USA Today: New Long-Term Care Insurance Policies Offer More Options As Americans are living longer they are facing the staggering cost of nursing homes and assisted-living care, often without a financial safety net. Long-term-care insurance is one way to prepare for the growing expenses, but the industry is undergoing changes and the products are confusing and costly (Dugas, 11/12).
The Wall Street Journal: More Sticks, Carrots In Health-Care Plans Benefits-enrollment season is here, offering workers a glimpse of their health coverage for next year. For many, the picture will be familiar: higher costs and more incentives to improve their health. Underlying the details is a longer-term trend in health benefits. For many years, U.S. companies have been seeking to shift more responsibility onto employees. … Next year, workers will see limited effects of the federal health-care overhaul (Mathews, 11/11).
Los Angeles Times: Tighter Oversight Of Prescription Drug Deaths Sought The chairman of a state Senate committee that oversees the Medical Board of California said Monday that he would introduce a bill requiring coroners to report all prescription drug deaths to the agency — a move aimed at helping authorities identify doctors whose prescribing practices may be harming patients. Sen. Curren D. Price Jr. (D-Los Angeles), responding to a Times’ report that authorities have failed to recognize how often people overdose on medications prescribed by their doctors, said the medical board needed coroners’ reports to improve its oversight (Girion and Glover, 11/12).
Los Angeles Times: Legal Drugs, Deadline Outcomes Prescription overdoses kill more people than heroin and cocaine. An L.A. Times review of coroners’ records finds that drugs prescribed by a small number of doctors caused or contributed to a disproportionate number of deaths (Glover and Girion, 11/11).

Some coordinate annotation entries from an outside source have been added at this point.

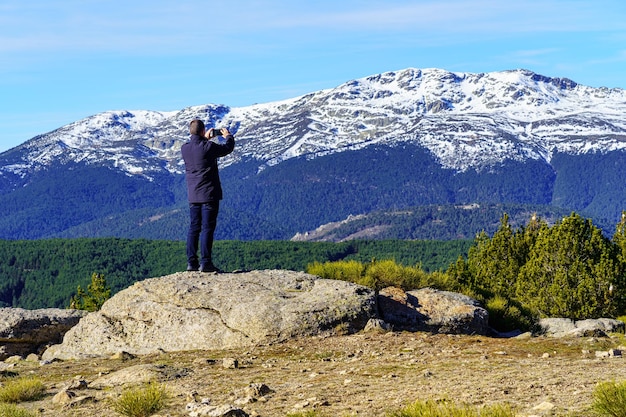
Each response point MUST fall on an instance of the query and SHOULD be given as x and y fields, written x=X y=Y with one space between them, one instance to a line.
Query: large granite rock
x=193 y=310
x=28 y=331
x=564 y=327
x=432 y=310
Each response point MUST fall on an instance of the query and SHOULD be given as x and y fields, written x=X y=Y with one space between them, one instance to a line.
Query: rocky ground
x=349 y=375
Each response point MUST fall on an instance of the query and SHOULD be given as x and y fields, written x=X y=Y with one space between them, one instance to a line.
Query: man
x=204 y=190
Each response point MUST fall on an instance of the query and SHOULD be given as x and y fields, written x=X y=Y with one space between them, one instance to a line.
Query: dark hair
x=196 y=127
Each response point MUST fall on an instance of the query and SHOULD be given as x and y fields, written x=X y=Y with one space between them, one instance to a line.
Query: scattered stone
x=594 y=328
x=230 y=363
x=63 y=397
x=377 y=325
x=206 y=409
x=123 y=356
x=432 y=310
x=611 y=353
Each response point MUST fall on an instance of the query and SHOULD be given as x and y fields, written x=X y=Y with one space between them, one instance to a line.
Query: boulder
x=432 y=310
x=564 y=327
x=23 y=332
x=194 y=310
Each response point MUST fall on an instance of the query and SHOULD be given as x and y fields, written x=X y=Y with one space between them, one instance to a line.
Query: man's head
x=196 y=127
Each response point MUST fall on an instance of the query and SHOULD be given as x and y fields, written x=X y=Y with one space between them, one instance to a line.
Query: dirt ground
x=362 y=375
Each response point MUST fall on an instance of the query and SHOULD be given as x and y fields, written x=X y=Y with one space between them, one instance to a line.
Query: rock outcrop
x=193 y=310
x=564 y=327
x=432 y=310
x=23 y=332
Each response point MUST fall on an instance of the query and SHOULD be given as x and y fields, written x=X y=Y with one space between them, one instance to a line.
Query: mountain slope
x=399 y=139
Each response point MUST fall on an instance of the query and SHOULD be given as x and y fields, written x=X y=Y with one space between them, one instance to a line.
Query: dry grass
x=365 y=375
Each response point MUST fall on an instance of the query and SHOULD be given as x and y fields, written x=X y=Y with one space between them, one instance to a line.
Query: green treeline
x=46 y=273
x=569 y=269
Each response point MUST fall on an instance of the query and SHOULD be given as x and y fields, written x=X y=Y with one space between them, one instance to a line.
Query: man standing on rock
x=204 y=190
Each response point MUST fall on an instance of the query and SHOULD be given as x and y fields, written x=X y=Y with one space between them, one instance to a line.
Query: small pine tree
x=91 y=300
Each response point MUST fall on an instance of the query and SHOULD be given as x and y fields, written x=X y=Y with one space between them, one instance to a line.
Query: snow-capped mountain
x=392 y=140
x=468 y=121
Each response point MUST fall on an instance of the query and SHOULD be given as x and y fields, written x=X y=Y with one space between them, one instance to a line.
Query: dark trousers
x=203 y=219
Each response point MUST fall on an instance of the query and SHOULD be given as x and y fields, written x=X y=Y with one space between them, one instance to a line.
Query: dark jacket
x=203 y=179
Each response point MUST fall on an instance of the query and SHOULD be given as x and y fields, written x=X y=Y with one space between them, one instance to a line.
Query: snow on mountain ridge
x=466 y=120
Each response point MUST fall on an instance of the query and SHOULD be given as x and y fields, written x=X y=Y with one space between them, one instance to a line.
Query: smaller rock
x=377 y=325
x=63 y=397
x=123 y=356
x=230 y=363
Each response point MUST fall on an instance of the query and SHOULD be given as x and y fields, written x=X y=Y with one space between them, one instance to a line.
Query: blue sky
x=61 y=61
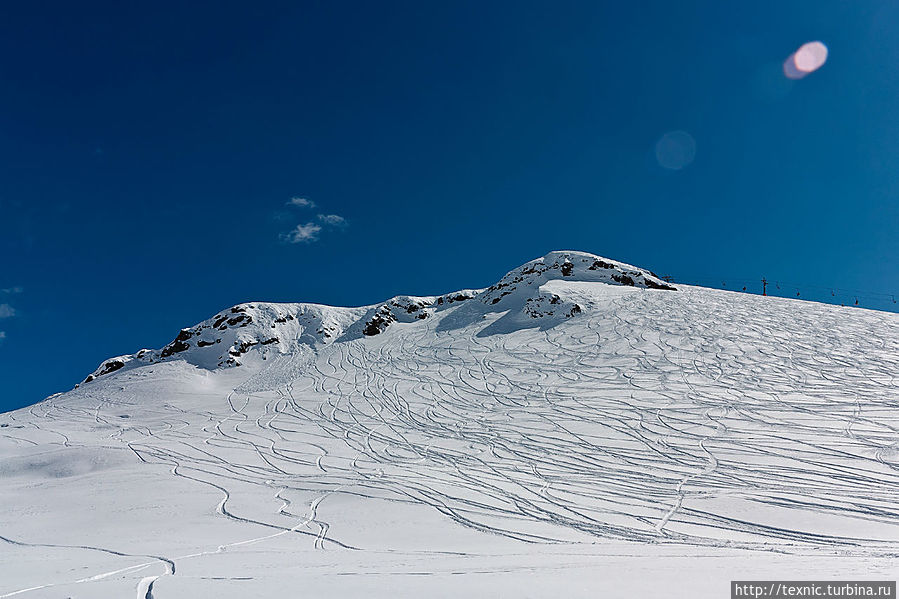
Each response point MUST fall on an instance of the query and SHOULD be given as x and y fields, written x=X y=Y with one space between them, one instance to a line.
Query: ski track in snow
x=648 y=418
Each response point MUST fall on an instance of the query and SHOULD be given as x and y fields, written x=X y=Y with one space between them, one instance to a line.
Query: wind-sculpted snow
x=654 y=425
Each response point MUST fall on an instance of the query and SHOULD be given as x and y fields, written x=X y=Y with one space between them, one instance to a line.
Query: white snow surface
x=578 y=429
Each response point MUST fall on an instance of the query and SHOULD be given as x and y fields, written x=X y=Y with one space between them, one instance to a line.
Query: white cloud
x=335 y=220
x=302 y=234
x=301 y=203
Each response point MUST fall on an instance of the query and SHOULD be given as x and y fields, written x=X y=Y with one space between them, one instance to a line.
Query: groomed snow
x=485 y=443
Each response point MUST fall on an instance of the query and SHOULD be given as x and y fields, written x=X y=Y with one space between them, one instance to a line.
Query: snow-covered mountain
x=579 y=428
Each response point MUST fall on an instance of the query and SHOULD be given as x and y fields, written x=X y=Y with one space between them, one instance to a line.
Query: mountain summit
x=579 y=428
x=270 y=329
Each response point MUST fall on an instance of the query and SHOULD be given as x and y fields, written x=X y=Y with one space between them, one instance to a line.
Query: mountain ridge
x=268 y=327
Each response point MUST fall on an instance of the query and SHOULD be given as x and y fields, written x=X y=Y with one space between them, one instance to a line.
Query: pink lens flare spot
x=807 y=59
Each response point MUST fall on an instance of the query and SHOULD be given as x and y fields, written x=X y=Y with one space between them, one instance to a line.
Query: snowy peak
x=258 y=329
x=573 y=266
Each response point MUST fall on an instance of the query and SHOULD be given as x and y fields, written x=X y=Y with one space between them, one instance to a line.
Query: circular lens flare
x=807 y=59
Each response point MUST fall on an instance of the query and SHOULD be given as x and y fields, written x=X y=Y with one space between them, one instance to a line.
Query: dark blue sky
x=147 y=152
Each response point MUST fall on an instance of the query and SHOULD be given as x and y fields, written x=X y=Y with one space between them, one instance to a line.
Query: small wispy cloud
x=302 y=234
x=301 y=203
x=334 y=220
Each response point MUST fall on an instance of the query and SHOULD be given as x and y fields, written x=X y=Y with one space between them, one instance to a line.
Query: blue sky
x=149 y=153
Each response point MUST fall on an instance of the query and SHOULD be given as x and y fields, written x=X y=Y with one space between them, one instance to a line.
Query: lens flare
x=675 y=150
x=807 y=59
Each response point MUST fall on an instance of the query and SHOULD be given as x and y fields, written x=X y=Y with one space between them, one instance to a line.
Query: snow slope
x=579 y=428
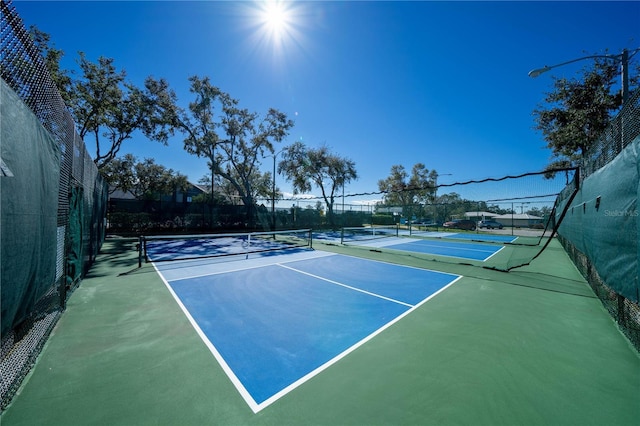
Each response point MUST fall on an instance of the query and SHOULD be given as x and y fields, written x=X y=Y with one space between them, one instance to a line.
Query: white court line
x=205 y=270
x=454 y=247
x=347 y=286
x=244 y=393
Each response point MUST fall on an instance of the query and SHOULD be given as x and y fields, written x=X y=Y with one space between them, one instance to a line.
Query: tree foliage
x=144 y=179
x=409 y=191
x=232 y=139
x=577 y=111
x=320 y=168
x=104 y=105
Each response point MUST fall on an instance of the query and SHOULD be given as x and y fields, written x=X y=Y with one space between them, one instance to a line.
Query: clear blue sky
x=382 y=83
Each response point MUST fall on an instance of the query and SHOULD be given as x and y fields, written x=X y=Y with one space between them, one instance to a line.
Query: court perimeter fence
x=600 y=230
x=53 y=203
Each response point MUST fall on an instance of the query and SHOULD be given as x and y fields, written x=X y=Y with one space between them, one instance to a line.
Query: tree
x=104 y=105
x=52 y=56
x=410 y=192
x=578 y=111
x=308 y=167
x=234 y=143
x=145 y=179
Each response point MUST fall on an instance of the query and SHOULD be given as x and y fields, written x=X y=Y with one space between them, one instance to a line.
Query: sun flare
x=275 y=18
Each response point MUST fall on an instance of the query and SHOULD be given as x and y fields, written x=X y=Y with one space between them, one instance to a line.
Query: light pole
x=622 y=59
x=435 y=198
x=273 y=191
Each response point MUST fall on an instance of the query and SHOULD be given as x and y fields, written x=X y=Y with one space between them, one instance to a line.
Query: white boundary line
x=234 y=379
x=347 y=286
x=255 y=407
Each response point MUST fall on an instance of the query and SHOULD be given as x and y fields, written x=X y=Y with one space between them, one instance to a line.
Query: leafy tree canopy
x=578 y=110
x=317 y=167
x=144 y=179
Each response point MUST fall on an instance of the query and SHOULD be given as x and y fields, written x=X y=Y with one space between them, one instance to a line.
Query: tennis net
x=365 y=233
x=182 y=247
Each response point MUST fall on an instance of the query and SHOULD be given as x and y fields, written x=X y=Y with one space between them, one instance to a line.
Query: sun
x=276 y=28
x=276 y=18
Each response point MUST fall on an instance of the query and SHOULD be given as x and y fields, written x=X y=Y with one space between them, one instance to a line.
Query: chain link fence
x=53 y=203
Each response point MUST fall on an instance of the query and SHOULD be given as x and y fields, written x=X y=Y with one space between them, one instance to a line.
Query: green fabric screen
x=603 y=221
x=29 y=203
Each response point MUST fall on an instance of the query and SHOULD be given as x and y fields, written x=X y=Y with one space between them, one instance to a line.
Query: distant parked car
x=490 y=224
x=461 y=224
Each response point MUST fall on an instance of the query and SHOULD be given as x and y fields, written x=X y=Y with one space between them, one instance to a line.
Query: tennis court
x=531 y=347
x=436 y=246
x=273 y=322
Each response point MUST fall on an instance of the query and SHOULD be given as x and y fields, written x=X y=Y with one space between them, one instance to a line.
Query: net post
x=140 y=249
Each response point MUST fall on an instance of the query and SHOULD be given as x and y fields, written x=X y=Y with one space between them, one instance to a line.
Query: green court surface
x=529 y=347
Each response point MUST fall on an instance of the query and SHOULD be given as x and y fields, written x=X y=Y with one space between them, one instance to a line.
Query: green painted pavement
x=530 y=347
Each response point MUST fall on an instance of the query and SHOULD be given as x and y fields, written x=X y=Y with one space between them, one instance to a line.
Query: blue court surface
x=490 y=238
x=448 y=248
x=469 y=251
x=274 y=322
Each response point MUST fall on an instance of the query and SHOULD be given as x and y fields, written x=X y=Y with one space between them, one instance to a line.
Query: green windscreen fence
x=53 y=203
x=29 y=200
x=602 y=222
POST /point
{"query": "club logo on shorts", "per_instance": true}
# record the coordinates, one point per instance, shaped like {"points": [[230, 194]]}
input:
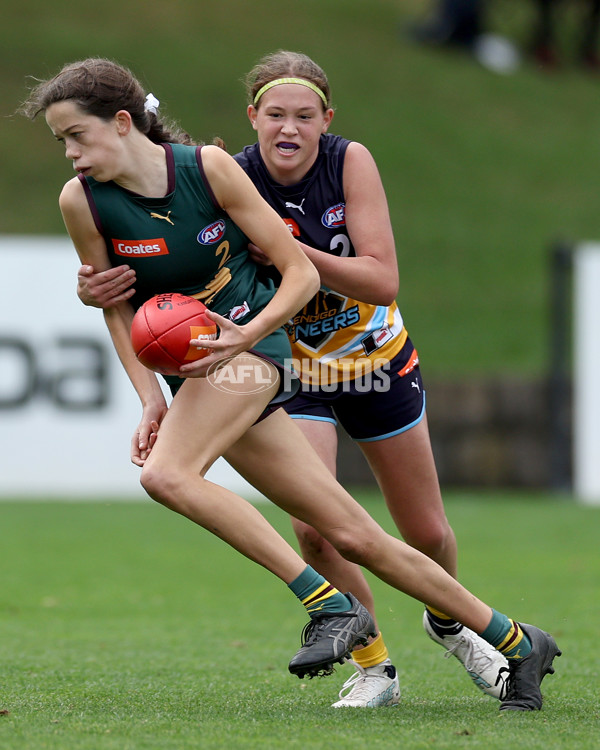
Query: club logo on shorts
{"points": [[212, 233], [335, 216]]}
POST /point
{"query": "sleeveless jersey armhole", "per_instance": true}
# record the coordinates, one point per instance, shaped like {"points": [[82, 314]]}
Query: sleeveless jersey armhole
{"points": [[91, 203], [209, 189]]}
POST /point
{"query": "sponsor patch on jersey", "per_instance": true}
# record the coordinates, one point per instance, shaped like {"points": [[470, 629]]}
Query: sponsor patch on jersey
{"points": [[212, 233], [293, 227], [140, 248], [335, 216]]}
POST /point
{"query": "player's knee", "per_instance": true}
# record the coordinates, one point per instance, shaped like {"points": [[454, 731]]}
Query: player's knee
{"points": [[160, 483]]}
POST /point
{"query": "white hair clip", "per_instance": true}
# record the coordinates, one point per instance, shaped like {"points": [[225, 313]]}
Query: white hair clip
{"points": [[151, 104]]}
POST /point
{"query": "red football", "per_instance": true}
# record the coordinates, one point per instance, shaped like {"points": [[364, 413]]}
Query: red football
{"points": [[162, 328]]}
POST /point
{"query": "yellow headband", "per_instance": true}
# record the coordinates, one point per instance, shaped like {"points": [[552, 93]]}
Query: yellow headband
{"points": [[299, 81]]}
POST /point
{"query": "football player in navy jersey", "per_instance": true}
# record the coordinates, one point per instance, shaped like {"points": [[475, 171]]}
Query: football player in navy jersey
{"points": [[357, 366]]}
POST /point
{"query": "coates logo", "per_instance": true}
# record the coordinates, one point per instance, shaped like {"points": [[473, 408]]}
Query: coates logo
{"points": [[212, 233], [140, 248], [293, 227], [334, 216]]}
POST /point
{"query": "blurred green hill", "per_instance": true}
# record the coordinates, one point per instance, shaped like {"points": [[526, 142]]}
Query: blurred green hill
{"points": [[483, 171]]}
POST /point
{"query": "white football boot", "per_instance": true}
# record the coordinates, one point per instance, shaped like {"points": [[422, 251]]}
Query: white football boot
{"points": [[486, 666], [370, 687]]}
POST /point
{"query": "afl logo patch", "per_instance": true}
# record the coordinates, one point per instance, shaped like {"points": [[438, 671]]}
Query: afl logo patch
{"points": [[212, 233], [334, 216]]}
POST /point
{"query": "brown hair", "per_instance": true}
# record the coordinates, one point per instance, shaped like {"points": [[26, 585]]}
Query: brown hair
{"points": [[286, 64], [102, 88]]}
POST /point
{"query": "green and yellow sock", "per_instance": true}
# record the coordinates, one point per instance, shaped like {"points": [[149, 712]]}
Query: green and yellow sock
{"points": [[371, 655], [317, 594], [507, 636]]}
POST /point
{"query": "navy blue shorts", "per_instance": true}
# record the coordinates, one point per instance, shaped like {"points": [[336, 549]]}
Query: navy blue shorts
{"points": [[379, 405]]}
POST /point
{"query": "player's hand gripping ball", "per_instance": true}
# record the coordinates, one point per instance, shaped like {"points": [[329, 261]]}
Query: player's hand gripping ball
{"points": [[162, 328]]}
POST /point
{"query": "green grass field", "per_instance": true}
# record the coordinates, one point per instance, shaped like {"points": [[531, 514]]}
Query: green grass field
{"points": [[124, 627]]}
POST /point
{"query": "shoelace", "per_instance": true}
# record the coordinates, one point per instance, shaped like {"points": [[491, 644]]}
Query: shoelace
{"points": [[510, 688]]}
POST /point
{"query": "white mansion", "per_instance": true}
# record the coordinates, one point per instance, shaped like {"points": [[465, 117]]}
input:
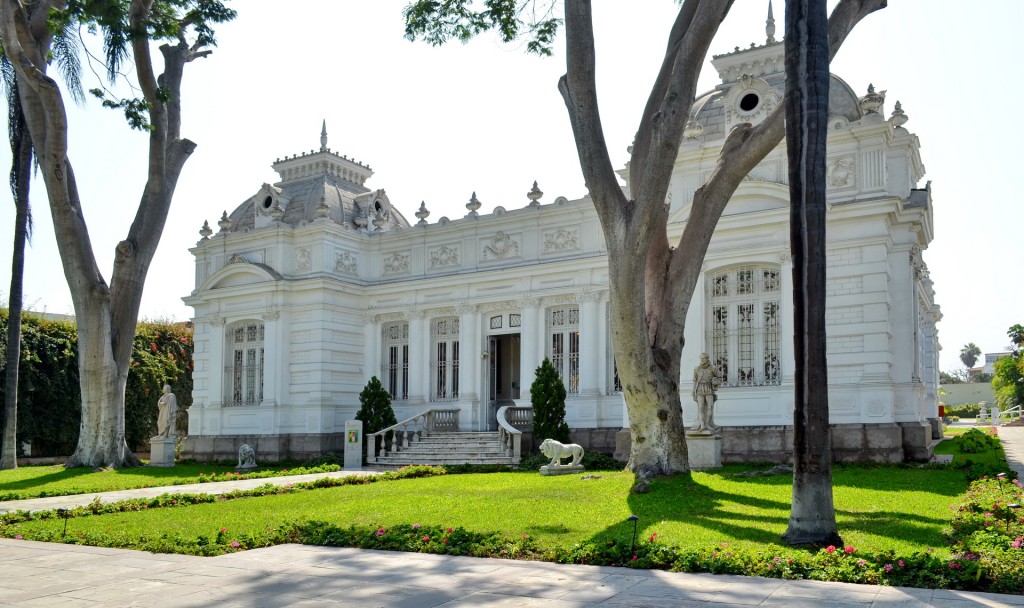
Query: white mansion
{"points": [[316, 283]]}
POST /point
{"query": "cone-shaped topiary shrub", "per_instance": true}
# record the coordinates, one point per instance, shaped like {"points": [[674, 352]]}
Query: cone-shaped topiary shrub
{"points": [[547, 395], [375, 409]]}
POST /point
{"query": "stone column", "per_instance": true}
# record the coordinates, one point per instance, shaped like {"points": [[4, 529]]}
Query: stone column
{"points": [[469, 352], [590, 353], [274, 350], [215, 363], [419, 356], [529, 345], [371, 351]]}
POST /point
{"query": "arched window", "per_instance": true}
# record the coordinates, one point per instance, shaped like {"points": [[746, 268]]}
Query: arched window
{"points": [[245, 364], [563, 345], [395, 373], [444, 358], [742, 324]]}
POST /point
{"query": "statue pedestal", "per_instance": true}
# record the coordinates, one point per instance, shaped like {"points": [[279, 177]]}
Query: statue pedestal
{"points": [[561, 470], [705, 449], [162, 451]]}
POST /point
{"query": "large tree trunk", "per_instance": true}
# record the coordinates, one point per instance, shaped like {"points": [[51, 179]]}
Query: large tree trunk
{"points": [[812, 520], [105, 314], [20, 175]]}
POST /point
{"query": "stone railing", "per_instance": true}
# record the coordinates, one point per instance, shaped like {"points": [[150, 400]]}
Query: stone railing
{"points": [[511, 420], [410, 430]]}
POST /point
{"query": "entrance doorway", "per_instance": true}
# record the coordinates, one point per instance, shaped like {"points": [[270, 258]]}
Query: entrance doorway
{"points": [[502, 375]]}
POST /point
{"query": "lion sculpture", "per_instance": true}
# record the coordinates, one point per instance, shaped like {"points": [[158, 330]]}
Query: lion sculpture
{"points": [[556, 450], [247, 457]]}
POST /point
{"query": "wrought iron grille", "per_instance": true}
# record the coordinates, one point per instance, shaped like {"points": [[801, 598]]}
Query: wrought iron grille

USA Today: Southeast Paying Health Price For High Antibiotic Use Antibiotic use in the United States is dropping, but it is dropping most slowly in states that use the drugs the most – widening regional gaps that may be putting people in some Southeastern states at heightened risk for infections that no longer respond to antibiotics, a new analysis shows (Painter, 11/13).
The Washington Post: Sandy Triggers New Policies On Health Insurance, Leave-Sharing The government is continuing to expand benefits policies in the wake of Hurricane Sandy, clearing the way for certain emergency relief employees to be eligible for federal health insurance and soliciting donations of leave for affected federal workers. The Office of Personnel Management plans to publish on Wednesday rules effective immediately making relief workers who are hired on an intermittent basis by agencies such as the Federal Emergency Management Agency eligible under the Federal Employees Health Benefits Program (Yoder, 11/12).